Мы были прощены и получили разрешение съесть свой ужин. Все радостно
улыбались, но мы сидели грустные. Слезы падали в наш суп, и нам даже не
хотелось к нему притронуться. <Вы прощены, отчего же плачете?> - спрашивали
несколько раз учителя. Но мы ничего не ответили им; один учитель, увидев,
что мы совсем не прикасаемся к еде, с легкой тревогой подошел к нам и
спросил: <Что с вами случилось, отчего вы не едите и все плачете?> Лапин
ответил: <Теперь мы сами себя наказали и лишили еды за то, что были очень
злы и несправедливы к желтому господину Ли Хун-чжану>. Учитель ничего не
сказал.
Ночью во сне я снова увидел господина Ли Хун-чжана в его странной юбке со
смешной косой на голове, но он был так добр и его руки были так приятны на
ощупь.
3.
Учитель учил нас, что в каждой стране есть тот, кто правит ею, потому что
страна без правителя или руководителя, как и школа без дежурного учителя, не
может развиваться. Мы все улыбнулись, ведь нам нравилось в школе больше
всего, когда дежурный учитель болел и мы могли свободно веселиться: в какие
интересные игры мы играли тогда, какие интересные рассказы мы слушали тогда!
Увидев наши улыбающиеся лица, учитель рассердился: <Я не сказал ничего
смешного, что же вы улыбаетесь?
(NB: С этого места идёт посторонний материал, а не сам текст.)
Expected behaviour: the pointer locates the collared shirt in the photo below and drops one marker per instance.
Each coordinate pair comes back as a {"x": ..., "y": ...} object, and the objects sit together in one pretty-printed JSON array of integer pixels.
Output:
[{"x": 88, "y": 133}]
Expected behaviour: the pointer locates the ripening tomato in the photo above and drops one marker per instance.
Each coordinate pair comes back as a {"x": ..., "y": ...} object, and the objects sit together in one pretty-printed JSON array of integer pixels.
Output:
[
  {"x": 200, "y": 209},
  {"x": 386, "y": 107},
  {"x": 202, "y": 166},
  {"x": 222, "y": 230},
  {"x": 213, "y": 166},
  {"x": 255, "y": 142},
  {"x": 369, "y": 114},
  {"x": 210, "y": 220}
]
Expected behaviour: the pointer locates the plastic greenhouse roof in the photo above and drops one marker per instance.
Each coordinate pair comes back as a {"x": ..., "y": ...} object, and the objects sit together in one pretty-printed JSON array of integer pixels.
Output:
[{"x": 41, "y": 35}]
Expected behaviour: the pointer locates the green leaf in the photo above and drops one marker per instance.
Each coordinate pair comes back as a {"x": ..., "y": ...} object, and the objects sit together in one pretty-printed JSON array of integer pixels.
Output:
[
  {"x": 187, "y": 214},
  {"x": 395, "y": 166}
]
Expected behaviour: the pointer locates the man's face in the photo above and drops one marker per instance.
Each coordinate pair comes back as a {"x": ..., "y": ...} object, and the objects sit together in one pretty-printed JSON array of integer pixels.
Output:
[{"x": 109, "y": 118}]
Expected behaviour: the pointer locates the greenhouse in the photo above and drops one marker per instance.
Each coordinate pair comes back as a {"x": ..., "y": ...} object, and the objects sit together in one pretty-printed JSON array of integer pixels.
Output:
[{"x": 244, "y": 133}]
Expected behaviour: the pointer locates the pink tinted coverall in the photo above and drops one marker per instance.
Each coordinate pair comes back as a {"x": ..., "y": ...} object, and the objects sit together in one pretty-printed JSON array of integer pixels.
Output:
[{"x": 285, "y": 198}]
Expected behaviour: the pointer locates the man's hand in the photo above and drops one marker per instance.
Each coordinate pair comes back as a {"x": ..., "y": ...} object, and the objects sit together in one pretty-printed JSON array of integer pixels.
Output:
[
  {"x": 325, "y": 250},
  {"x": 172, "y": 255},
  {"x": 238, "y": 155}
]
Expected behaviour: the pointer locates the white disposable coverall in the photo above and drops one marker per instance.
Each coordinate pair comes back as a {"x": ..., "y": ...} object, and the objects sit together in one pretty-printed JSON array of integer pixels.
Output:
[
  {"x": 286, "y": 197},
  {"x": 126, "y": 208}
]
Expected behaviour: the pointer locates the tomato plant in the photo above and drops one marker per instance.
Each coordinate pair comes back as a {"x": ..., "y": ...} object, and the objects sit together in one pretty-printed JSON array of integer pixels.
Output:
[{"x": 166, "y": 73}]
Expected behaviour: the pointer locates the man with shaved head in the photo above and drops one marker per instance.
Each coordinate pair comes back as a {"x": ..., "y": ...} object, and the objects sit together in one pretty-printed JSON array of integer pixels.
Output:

Смех без причины - признак дурачины>. Мы
молчали.
Учитель продолжал урок: <Для правления Россией у нас есть император с
драгоценной короной на голове, с драгоценными одеяниями на плечах, с троном,
чтобы восседать, со скипетром, чтоб держать в руках:>
Лапин перебил учителя: <А если бы у императора не было ни короны на голове,
ни особых одеяний на плечах, ни скипетра в руках, смог бы кто-нибудь понять,
что он - император?> Вопрос был глуп, и Лапин должен был стоять, но он
возразил: <Но, господин учитель, мы не можем видеть ни драгоценной короны,
ни особых одежд, как же мы можем узнать, император ли этот человек?> Вопрос
был очень глупым, и Лапин должен был встать на колени на полу.
Учитель продолжал: <Кроме императора, у нас есть дворянство, мы должны
почитать и повиноваться дворянам, потому что они - высшее сословие, а мы -
низшее>.
Поскольку Лапин стоял на коленях и у нас некому было задавать глупые
вопросы, поднялась девочка: <Оттого что господин Лангоф (один слепой из
благородной семьи в нашей школе) рожден в семье барона, заслуживает ли он
какого-то особого уважения или повиновения?> Вопрос тоже был глуп, и она
должна была стоять.
Учитель продолжал: <Как в школе плохие мальчики, подобные Лапину, всегда
стараются мешать и вредить учителям своими глупостями, так и в стране есть
много негодяев, которые всегда ищут случая, чтобы мешать и вредить государю
своими глупостями. Мы называем этих негодяев социалистами, анархистами и
т.д. Мы должны опасаться этих людей и ненавидеть их>.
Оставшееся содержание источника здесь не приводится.